Force-align narration and transcript text into subtitle or SMIL timing maps
Use aeneas when an agent already has audio and text, but still needs timing. The workflow aligns spoken narration against fragments of plain text or XML and emits sync maps that can be turned into subtitles, EPUB 3 media overlays, JSON timing data, or other downstream caption assets.
npx skills add agentskillexchange/skills --skill force-align-narration-and-transcript-text-into-subtitle-or-smil-timing-maps
This ASE entry is built around aeneas, the readbeyond/aeneas project for forced alignment between audio and text. The agent job-to-be-done is clear: take a narration file and its transcript or marked-up source text, align text fragments to the spoken audio, and emit a timing map that downstream systems can use for subtitles, WebVTT, SRT, TTML, JSON, SMIL, CSV, or EPUB media overlays. That is a bounded operational workflow for agents that prepare accessible media or synchronized reading experiences.

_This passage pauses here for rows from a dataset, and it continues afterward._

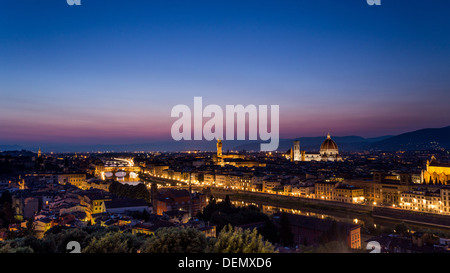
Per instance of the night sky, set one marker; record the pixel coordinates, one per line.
(111, 71)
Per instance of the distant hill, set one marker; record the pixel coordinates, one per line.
(312, 144)
(424, 139)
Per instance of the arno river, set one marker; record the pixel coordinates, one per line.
(362, 219)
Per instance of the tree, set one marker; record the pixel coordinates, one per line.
(401, 228)
(236, 240)
(113, 242)
(329, 247)
(286, 235)
(176, 240)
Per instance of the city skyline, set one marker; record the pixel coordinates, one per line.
(111, 73)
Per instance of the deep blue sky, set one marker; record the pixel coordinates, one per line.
(111, 71)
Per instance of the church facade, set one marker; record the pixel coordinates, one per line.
(436, 172)
(329, 151)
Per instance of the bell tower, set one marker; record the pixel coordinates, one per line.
(219, 148)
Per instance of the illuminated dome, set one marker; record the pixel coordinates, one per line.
(329, 147)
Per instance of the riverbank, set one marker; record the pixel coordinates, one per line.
(343, 212)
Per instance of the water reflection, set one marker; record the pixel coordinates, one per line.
(274, 209)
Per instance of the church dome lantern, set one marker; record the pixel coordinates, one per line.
(329, 147)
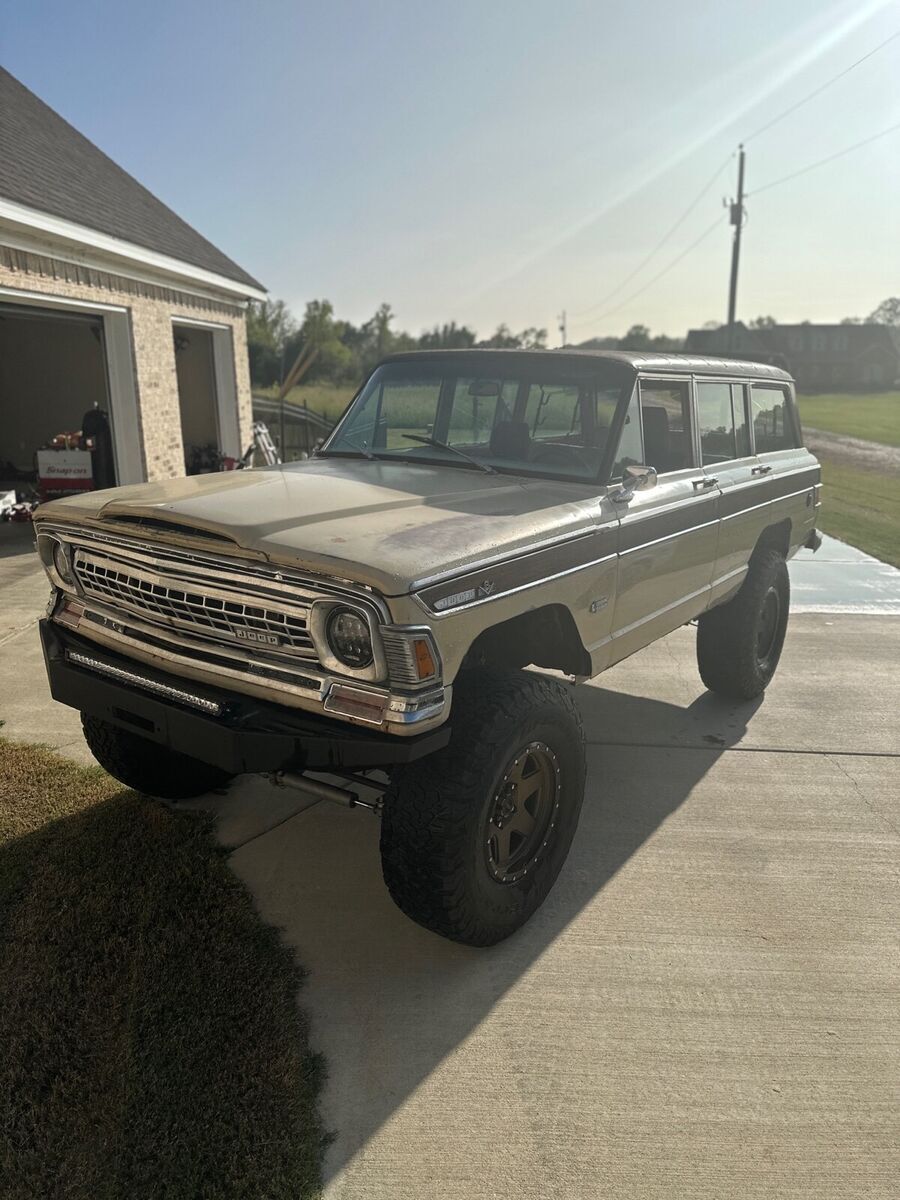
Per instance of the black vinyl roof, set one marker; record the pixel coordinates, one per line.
(47, 165)
(639, 360)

What this skill actually does
Invoke this skill when the user already has both the words and the audio, but the missing piece is time alignment. It fits audiobook chapter prep, language-learning material, accessibility overlays, narrated documentation, podcast chapterization experiments, and subtitle generation pipelines where the transcript exists but timestamps do not. This is not the right tool when the user needs speech recognition from scratch, video editing, or a human subtitle editing workstation. It is specifically for forced alignment, where the text is known and the agent must compute the timing map automatically.

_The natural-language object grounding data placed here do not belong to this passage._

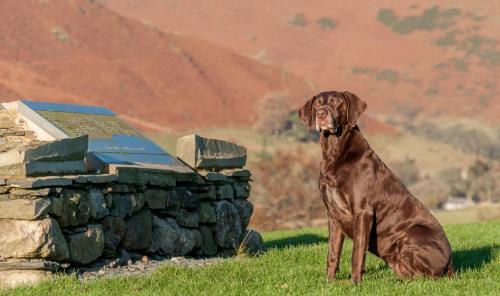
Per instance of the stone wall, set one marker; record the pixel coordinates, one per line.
(53, 221)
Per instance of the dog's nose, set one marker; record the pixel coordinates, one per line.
(321, 114)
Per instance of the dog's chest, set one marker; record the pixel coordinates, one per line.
(341, 209)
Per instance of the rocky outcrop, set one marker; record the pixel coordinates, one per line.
(40, 239)
(78, 220)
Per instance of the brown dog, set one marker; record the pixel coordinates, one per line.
(366, 201)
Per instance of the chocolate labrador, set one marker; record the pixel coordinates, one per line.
(366, 201)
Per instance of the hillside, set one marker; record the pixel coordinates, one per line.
(295, 265)
(79, 51)
(442, 57)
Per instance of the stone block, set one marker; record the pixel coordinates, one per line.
(75, 209)
(114, 229)
(138, 231)
(237, 173)
(17, 193)
(187, 198)
(139, 201)
(208, 246)
(245, 210)
(39, 239)
(122, 205)
(210, 193)
(98, 208)
(156, 198)
(65, 156)
(213, 176)
(172, 200)
(188, 219)
(96, 179)
(227, 228)
(225, 192)
(136, 176)
(242, 190)
(24, 209)
(87, 246)
(29, 264)
(197, 238)
(15, 278)
(204, 153)
(207, 212)
(41, 182)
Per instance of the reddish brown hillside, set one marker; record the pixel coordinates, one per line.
(442, 56)
(81, 52)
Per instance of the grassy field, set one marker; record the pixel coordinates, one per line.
(295, 264)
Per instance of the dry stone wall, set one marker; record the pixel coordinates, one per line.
(49, 221)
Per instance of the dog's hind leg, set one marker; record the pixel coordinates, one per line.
(423, 253)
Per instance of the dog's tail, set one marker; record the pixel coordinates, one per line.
(449, 270)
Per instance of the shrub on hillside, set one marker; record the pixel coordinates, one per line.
(431, 192)
(286, 189)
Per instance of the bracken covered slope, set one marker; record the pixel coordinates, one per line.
(442, 57)
(79, 51)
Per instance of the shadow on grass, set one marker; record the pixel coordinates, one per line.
(474, 258)
(303, 239)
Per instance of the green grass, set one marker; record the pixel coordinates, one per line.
(295, 265)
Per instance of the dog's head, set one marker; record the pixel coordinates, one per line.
(331, 111)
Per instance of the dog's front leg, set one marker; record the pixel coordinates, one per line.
(335, 242)
(362, 228)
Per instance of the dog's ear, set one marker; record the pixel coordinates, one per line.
(355, 107)
(306, 113)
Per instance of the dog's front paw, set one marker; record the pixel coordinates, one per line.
(330, 274)
(356, 279)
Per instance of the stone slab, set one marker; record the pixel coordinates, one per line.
(213, 176)
(69, 149)
(96, 179)
(205, 153)
(51, 168)
(60, 157)
(24, 209)
(14, 278)
(237, 173)
(29, 265)
(111, 140)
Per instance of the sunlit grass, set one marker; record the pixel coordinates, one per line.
(294, 265)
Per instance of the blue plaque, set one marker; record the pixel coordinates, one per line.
(111, 140)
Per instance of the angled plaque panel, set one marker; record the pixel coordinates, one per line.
(111, 140)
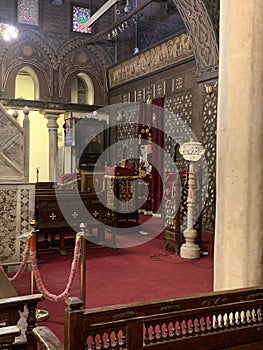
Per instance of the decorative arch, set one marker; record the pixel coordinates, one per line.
(34, 77)
(202, 32)
(89, 89)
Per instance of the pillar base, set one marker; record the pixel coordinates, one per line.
(190, 251)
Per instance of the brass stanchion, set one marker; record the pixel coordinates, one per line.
(41, 315)
(83, 229)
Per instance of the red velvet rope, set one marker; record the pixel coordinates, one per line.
(74, 267)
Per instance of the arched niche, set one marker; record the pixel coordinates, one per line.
(82, 89)
(27, 84)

The scope boundary is what keeps the entry skill-shaped. aeneas is not a generic audio platform, CMS, or desktop editor listing. The workflow starts with source audio plus source text and ends with synchronized timing artifacts that another tool can package, render, or review. Integration points include Python scripts, FFmpeg-based preprocessing, eSpeak-backed alignment setups, EPUB production pipelines, subtitle QA loops, and localization workflows that need machine-generated first-pass timings before manual polish. Because the upstream project publishes a real repository, docs, license, release tags, and installation guidance, it clears the evidence gate comfortably.